The doc says you need around 200 clear images of your country’s license plates. You should have 200 images for each font you want to train. In the end you should end up with TIF or PNG files that have about as many characters as the ones that are already in this repository.

It should not be a problem if you do not know the exact measurement of a plate / character.

alucard079 commented 5 years ago

@maechler Can I have a conversation with you? In facebook or some social media?

Will this repo worked without compiling first the OpenALPR? Are this repo is independent?
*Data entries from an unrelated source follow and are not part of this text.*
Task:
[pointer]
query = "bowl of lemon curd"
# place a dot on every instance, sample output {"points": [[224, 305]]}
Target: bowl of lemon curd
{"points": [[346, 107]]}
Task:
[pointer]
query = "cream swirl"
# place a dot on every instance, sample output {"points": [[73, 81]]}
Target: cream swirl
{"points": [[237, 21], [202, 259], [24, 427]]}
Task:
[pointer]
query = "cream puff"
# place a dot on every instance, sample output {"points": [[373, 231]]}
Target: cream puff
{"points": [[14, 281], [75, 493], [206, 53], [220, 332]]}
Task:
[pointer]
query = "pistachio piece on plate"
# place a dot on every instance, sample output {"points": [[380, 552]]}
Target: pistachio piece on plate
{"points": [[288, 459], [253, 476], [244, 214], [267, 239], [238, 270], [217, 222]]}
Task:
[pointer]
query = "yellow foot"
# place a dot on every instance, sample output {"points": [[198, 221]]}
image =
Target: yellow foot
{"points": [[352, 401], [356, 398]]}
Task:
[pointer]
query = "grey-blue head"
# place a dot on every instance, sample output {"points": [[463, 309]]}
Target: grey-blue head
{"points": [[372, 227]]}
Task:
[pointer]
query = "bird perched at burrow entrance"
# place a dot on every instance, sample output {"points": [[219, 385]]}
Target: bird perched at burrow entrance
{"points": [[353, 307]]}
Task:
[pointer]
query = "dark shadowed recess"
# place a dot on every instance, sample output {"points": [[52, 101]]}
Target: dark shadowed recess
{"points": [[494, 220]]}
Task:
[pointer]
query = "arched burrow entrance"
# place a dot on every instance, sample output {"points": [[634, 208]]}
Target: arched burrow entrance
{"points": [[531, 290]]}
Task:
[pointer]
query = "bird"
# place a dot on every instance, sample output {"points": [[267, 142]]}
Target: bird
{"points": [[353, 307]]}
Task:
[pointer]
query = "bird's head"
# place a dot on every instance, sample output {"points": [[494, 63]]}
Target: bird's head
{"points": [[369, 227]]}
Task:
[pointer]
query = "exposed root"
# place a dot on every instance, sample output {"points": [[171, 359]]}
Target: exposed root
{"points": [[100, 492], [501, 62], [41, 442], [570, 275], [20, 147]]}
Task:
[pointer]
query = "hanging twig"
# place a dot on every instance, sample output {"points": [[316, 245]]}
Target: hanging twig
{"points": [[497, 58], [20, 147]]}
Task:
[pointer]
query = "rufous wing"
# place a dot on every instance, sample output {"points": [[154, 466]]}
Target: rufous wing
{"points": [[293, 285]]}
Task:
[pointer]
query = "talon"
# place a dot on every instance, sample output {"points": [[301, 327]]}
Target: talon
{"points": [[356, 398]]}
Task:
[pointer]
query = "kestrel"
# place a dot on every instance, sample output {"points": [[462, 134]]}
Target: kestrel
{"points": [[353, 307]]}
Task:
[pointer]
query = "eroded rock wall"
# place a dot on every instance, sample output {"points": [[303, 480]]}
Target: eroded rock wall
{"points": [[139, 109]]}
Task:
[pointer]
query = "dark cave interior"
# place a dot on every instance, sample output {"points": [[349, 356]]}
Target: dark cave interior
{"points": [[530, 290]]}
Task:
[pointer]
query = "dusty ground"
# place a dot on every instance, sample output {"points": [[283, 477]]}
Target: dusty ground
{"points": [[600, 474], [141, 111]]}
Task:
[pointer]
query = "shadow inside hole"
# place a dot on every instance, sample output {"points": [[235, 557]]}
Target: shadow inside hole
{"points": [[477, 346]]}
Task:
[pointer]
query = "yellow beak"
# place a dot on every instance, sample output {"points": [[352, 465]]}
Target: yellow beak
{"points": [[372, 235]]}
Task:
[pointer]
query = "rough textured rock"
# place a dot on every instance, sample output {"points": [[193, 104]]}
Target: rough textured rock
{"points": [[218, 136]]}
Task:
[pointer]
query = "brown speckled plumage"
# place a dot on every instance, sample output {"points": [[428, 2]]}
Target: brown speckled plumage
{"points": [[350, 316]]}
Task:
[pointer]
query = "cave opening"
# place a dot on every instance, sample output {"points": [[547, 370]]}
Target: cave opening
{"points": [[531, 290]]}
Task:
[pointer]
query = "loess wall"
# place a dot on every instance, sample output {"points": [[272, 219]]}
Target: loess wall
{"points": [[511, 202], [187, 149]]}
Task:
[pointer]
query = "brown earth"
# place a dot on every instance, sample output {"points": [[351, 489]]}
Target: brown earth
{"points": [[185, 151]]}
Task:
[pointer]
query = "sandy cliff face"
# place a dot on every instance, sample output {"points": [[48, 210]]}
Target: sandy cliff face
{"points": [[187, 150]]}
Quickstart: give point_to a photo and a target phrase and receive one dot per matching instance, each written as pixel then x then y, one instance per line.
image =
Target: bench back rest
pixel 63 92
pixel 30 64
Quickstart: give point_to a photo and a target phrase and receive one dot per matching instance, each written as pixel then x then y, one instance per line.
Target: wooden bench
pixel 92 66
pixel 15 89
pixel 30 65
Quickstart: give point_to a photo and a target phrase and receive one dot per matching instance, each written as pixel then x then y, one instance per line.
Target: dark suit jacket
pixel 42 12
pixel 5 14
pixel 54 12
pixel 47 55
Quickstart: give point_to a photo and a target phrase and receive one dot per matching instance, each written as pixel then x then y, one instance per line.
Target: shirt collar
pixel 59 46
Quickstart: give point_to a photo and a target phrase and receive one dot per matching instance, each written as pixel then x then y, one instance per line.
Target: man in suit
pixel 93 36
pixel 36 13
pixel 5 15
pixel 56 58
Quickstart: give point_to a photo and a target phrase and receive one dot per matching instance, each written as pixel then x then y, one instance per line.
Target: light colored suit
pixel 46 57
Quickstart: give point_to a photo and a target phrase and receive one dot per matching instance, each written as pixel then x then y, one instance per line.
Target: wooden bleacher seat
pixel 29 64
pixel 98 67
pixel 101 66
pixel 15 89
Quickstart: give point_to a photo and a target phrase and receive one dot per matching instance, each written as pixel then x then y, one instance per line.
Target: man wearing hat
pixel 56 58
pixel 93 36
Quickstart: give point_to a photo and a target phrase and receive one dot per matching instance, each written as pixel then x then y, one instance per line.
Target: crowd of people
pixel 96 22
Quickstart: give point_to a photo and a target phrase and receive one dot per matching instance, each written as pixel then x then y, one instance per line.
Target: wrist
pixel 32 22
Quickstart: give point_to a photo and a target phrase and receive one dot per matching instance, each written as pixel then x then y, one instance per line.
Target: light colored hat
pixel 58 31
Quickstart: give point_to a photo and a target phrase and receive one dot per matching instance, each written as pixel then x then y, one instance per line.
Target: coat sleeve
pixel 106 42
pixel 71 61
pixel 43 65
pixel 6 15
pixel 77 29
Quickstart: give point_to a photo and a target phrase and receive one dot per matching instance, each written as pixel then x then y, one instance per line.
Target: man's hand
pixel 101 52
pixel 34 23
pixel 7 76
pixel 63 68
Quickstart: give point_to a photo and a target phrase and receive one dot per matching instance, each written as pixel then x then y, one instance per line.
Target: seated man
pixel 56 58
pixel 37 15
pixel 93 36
I'm having a problem in installing the imageclipper (separate repo) Part of the instruction in this repo. Also It looks like this util isn't working it returning me an error in my CMD that the command is not existing. openalpr-utils-binarizefontsheet

Also can you give me some detailed explanation also instruction in doing this training? Especially the instructions in this repo, I'm having a hard time but some of the instruction I understand it correctly but some of them I'm having a hard time to really work out.

maechler commented 5 years ago

@alucard079 I have to admit I have not used openalpr and train-ocr in a while. In addition I never used the imageclipper application.

I remember also having a hard time getting this to work. I only managed getting train-ocr to run on Ubuntu and I needed to compile Tesseract myself (version 3.04.01, probably newer 3.* versions also work). The version from apt-get did not work for me. I had to convert the TIFF to PNG files and adjust train.py to load the PNG instead of the TIFF file. In addition I had to change the variable TESSERACT_DIR to the folder where I compiled Tesseract.

neumartin commented 5 years ago

@marcoschicote can you do it? I need Argentina alpr too! Thanks!

marcoschicote commented 5 years ago

@neumartin I did not go any further with this.

jlarghi commented 5 years ago

Hi @marcoschicote why do you discard this? We're thinking to use in our project? Thanks.